Now I understand your thought.

> Thanks,
> Laszlo
> 
>>
>>
>>
>>
>>>
>>> (3) QEMU generates the ACPI linker/loader script for the firmware, as
>>> always.
>>>
>>> (3a) The HEST table is part of "etc/acpi/tables", which the firmware
>>> already allocates memory for, and downloads (because QEMU already
>>> generates an ALLOCATE linker/loader command for it already).
>>>
>>> (3b) QEMU will have to create another ALLOCATE command for the
>>> "etc/hardware_errors" blob. The firmware allocates memory for this blob,
>>> and downloads it.
>>>
>>> (4) QEMU generates, in the ACPI linker/loader script for the firwmare, N
>>> ADD_POINTER commands, which point the GHES."Error Status
>>> Address" fields in the HEST table, to the corresponding address
>>> registers in the downloaded "etc/hardware_errors" blob.
>>>
>>> (5) QEMU generates an ADD_CHECKSUM command for the firmware, so that the
>>> HEST table is correctly checksummed after executing the N ADD_POINTER
>>> commands from (4).
>>>
>>> (6) QEMU generates N ADD_POINTER commands for the firmware, pointing the
>>> address registers (located in guest memory, in the downloaded
>>> "etc/hardware_errors" blob) to the respective Error Status Data Blocks.
>>>
>>> (7) (This is the trick.) For this step, we need a third, write-only
>>> fw_cfg blob, called "etc/hardware_errors_addr". Through that blob, the
>>> firmware can send back the guest-side allocation addresses to QEMU.
>>>
>>> Namely, the "etc/hardware_errors_addr" blob contains N 8-byte entries.

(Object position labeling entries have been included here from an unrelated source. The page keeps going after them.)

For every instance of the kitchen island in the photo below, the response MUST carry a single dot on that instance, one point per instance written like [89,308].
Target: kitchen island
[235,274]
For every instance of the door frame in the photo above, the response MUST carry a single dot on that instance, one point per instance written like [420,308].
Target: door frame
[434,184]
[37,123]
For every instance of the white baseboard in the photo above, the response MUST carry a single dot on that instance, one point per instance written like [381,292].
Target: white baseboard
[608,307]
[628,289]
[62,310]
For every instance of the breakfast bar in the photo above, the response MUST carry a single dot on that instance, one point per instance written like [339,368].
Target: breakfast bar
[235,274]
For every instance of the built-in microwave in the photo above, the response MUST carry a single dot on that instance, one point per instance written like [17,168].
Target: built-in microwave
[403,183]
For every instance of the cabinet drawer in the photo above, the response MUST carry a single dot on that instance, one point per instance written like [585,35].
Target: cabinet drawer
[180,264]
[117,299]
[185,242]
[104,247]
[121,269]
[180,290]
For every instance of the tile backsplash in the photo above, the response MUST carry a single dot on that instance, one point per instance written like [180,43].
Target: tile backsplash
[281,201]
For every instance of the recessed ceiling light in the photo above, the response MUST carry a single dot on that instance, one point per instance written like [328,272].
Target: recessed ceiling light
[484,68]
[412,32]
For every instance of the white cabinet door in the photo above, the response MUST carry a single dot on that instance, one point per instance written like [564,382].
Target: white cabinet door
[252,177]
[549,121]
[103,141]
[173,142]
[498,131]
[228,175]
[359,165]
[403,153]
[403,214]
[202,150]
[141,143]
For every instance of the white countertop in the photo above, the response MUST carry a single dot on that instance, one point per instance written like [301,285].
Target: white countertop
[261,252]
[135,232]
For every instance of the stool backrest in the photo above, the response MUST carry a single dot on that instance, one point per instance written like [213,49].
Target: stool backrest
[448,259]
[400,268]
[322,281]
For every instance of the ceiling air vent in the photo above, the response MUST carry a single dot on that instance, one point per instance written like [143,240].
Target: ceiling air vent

>>> QEMU generates N WRITE_POINTER commands for the firmware.
>>>
>>> For error source K (0 <= K < N), QEMU instructs the firmware to
>>> calculate the guest address of Error Status Data Block K, from the
>>> QEMU-dictated offset within "etc/hardware_errors", and from the
>>> guest-determined allocation base address for "etc/hardware_errors". The
>>> firmware then writes the calculated address back to fw_cfg file
>>> "etc/hardware_errors_addr", at offset K*8, according to the
>>> WRITE_POINTER command.
>>>
>>> This way QEMU will know the GPA of each Error Status Data Block.
>>>
>>> (In fact this can be simplified to a single WRITE_POINTER command: the
>>> address of the "address register table" can be sent back to QEMU as
>>> well, which already contains all Error Status Data Block addresses.)
>>>
>>> (8) When QEMU gets SIGBUS from the kernel -- I hope that's going to come
>>> through a signalfd -- QEMU can format the CPER right into guest memory,
>>> and then inject whatever interrupt (or assert whatever GPIO line) is
>>> necessary for notifying the guest.
>>>
>>> (9) This notification (in virtual hardware) can either be handled by the
>>> guest kernel stand-alone, or else the guest kernel can invoke an ACPI
>>> event handler method with it (which would be in the DSDT or one of the
>>> SSDTs, also generated by QEMU). The ACPI event handler method could
>>> invoke the specific guest kernel driver for errror handling via a
>>> Notify() operation.
>>>
>>> I'm attracted to the above design because:
>>> - it would leave the firmware alone after OS boot, and
>>> - it would leave the firmware blissfully ignorant about HEST, GHES,
>>> CPER, and the like. (That's why QEMU's ACPI linker/loader was invented
>>> in the first place.)
>>>
>>> Thanks
>>> Laszlo
>>>
>>>>>    Do you think which modules generates the APEI table is better? UEFI or Qemu?
>>>>>
>>>>>
>>>>>
>>>>>
>>>>> On 2017/3/28 21:40, James Morse wrote:
>>>>>> Hi gengdongjiu,
>>>>>>
>>>>>> On 28/03/17 13:16, gengdongjiu wrote:
>>>>>>> On 2017/3/28 19:54, Achin Gupta wrote:
>>>>>>>> On Tue, Mar 28, 2017 at 01:23:28PM +0200, Christoffer Dall wrote:
>>>>>>>>> On Tue, Mar 28, 2017 at 11:48:08AM +0100, James Morse wrote:
>>>>>>>>>> On the host, part of UEFI is involved to generate the CPER records.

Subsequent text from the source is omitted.